Mortgage impairment developed from a single section policy to a multi-section policy that today offers full compliance with agencies such as Fannie Mae (FUMA) and Freddie Mac (FNMC).
Mortgage impairment offers a policy form that is designed to protect the owner interest of institutions in their mortgage loan portfolios against physical loss or damage from uninsured or underinsured perils.
There are three principal areas of coverage:
- The first section protects an insured for loss to owner interest in property (including repossessed property for up to 90 days) by reason of physical loss or damage caused by fire and/or perils which the assured specifically required the borrower to insure against as a part of the mortgage agreement, when such fire and/or hazard insurances are found to be inadequate or non-existent. The policy also responds in the event that an insured is unable to collect on the insurance(s) for any reason (other than that of dishonesty). An example would be in the event the direct insurer is insolvent.
- The second section protects an insured against claims made against the insured for its negligent acts, errors or omissions in failing to maintain valid insurance against the perils of fire and other insurances as required of the mortgage agreement.

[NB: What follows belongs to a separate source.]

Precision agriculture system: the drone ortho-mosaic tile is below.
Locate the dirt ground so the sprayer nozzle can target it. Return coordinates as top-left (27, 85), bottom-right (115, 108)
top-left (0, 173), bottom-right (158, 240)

Defence costs are provided for and included within the policy limit.
- The third section protects an insured against loss to owner interest in property (including repossessed property for up to 90 days) as a result of losses caused by perils other than fire and/or hazard insurances required of the borrower as a part of the mortgage (including but not limited to, earthquake, landslip, dambreak, vandalism, abnormal subsidence, collapse, wavewash etc.